“The greatest thing about this camp is that you really get to see that kids are such a wealth of creativity,” says Christine Gilardi, three-year director of a real-life School of Rock in La Jolla. “If you give them the tools, they can just create.”
DayJams, a rock-and-roll music camp for kids aged 8 to 15 of all ability levels, started in San Diego five years ago at a church in Spring Valley. The program focuses on teaching kids to write an original rock song based on the National Guitar Workshop curriculum.
“There are lots of rock camps out there,” Gilardi says in a phone call, “but DayJams is the only one that teaches kids to write an original song.”
Enrollees meet fellow band members on a Monday; agree on a name; write a song; design posters, flyers, T-shirts, and CD inserts; and rehearse their show until the Friday concert for family and friends, which is recorded by a professional engineer.
After a year in Spring Valley, DayJams relocated to the Bishop’s School in La Jolla for one summer, but noise complaints from neighbors forced them to move.
“I’m in the room with my band, and this old man comes in and starts yelling and cussing at my kids,” says bass instructor Zach Wheeler of funky retro-rock band Scarlet Symphony, “so I take him outside and he punches me.... That’s why we moved from Bishop’s.”

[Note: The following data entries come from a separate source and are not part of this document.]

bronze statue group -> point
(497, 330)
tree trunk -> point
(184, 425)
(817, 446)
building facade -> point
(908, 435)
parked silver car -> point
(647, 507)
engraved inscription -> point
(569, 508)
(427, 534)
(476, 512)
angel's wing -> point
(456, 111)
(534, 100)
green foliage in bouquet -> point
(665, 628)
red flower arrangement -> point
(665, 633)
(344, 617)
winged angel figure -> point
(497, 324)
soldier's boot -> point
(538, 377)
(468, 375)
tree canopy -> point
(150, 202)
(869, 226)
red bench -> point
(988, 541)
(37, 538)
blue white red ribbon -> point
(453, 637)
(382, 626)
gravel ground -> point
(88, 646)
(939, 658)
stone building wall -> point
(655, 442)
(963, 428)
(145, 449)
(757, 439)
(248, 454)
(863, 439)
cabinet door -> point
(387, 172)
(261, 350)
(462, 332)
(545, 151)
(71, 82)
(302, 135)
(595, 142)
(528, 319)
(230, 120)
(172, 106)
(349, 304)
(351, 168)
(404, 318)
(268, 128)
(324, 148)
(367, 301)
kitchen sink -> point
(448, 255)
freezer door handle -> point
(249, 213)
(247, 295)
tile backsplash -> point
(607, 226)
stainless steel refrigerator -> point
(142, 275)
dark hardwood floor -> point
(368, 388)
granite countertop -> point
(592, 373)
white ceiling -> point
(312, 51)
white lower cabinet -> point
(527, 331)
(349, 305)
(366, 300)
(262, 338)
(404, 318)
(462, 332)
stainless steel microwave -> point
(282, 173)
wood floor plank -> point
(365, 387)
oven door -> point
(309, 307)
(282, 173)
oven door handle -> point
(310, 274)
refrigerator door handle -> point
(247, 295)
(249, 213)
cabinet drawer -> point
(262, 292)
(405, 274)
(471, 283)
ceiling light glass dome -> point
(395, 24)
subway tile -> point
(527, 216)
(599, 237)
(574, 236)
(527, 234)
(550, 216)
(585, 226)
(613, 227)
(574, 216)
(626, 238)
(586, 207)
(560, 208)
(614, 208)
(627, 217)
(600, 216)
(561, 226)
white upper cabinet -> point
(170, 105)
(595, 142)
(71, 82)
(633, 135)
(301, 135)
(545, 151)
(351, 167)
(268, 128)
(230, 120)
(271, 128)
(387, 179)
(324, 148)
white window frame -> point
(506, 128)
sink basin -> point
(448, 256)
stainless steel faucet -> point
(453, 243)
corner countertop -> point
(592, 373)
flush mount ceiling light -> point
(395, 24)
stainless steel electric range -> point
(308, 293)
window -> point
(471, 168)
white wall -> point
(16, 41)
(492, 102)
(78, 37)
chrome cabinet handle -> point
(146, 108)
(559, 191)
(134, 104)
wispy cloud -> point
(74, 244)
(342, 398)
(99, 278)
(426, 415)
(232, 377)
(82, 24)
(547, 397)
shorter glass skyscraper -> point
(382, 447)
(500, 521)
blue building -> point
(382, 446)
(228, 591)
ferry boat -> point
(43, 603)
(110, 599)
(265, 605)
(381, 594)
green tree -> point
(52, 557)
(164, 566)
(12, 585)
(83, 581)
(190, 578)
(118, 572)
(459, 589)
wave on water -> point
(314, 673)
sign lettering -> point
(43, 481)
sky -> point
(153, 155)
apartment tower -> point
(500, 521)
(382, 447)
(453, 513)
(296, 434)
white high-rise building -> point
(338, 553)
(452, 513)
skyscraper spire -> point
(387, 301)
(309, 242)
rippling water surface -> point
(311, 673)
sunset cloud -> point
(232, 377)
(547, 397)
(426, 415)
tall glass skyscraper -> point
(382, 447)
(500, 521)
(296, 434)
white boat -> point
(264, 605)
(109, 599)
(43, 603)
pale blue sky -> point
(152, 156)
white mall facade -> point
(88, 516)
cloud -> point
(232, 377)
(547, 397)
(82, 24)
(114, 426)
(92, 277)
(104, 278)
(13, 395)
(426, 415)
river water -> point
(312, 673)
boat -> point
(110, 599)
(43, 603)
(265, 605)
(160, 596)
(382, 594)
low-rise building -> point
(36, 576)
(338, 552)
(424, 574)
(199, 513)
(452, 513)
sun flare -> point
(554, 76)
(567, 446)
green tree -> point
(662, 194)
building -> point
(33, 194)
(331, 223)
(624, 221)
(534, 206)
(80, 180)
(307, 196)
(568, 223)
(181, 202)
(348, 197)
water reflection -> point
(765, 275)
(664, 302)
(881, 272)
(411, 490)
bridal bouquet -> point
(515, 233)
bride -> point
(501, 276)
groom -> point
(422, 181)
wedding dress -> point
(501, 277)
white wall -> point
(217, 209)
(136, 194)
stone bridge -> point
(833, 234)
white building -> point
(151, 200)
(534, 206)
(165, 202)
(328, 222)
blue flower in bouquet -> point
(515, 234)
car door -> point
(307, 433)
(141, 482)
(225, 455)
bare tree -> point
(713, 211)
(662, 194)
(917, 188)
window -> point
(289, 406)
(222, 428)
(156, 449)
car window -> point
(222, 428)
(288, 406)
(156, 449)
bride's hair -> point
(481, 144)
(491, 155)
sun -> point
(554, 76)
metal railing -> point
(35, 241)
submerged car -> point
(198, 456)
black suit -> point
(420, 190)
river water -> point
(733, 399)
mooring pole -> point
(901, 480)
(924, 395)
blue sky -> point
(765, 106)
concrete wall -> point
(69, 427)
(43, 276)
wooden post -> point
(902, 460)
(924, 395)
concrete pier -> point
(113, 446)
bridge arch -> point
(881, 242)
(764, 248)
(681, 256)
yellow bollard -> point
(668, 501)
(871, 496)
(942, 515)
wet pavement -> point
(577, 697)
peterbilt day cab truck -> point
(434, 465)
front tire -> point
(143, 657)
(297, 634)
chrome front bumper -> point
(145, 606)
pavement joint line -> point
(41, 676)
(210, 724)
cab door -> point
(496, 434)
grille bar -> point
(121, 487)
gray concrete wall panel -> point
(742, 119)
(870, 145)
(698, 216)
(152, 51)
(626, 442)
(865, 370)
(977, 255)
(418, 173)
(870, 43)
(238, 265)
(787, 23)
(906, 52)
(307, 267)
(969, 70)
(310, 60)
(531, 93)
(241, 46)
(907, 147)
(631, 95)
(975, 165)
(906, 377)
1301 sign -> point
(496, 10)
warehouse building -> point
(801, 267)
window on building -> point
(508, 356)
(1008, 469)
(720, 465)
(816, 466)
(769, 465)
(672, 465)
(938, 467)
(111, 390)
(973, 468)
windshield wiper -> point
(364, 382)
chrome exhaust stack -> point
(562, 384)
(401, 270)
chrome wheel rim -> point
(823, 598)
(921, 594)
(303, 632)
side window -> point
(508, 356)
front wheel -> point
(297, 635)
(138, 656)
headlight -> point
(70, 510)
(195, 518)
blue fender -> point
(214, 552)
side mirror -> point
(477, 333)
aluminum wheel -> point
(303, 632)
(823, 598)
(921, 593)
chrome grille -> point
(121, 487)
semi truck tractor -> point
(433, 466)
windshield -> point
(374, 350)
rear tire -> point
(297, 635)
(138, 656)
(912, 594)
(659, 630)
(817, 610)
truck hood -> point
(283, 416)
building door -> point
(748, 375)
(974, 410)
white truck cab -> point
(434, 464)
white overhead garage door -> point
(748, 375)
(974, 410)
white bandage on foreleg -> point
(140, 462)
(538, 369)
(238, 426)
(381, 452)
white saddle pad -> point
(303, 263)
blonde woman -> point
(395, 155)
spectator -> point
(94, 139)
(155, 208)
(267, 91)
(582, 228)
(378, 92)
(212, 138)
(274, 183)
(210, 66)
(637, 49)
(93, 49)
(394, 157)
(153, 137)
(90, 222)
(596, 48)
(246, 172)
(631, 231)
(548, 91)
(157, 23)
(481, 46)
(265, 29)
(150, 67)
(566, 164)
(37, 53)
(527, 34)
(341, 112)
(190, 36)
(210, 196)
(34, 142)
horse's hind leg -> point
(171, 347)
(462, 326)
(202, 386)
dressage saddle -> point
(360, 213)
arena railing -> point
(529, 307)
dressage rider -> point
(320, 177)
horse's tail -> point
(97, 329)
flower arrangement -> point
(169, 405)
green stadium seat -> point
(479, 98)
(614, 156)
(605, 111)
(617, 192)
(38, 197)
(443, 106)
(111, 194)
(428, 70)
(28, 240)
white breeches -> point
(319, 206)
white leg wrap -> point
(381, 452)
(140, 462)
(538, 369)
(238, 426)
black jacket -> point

The Litchfield, Connecticut–based program with 19 locations nationwide now holds its San Diego sessions on the opposite side of La Jolla at the French American School, where it has held two weekly sessions annually until this summer, when recession-related drops in enrollment cut the program back to one week. The nine-to-five camp trains enrollees in guitar, bass, keyboard, drums, and vocals and has produced bands with names like Shred Gnarnia, Turkey Sub, and Fluffy Bunny Apocalypse.
“Some of them are super good,” says Zach, whose twin brother and Scarlet Symphony drummer Josh has been instructing at the camp with him for the past three years. “It’s gnarly. Twelve or 15 years old and they’re just rippin’.”
Zach recently ran into a former student of his who is now playing in a metal band with a show booked at Soma.
“I wish I had something like this when I was 13,” says Zach. “It’s an honor to be part of growing their talent.”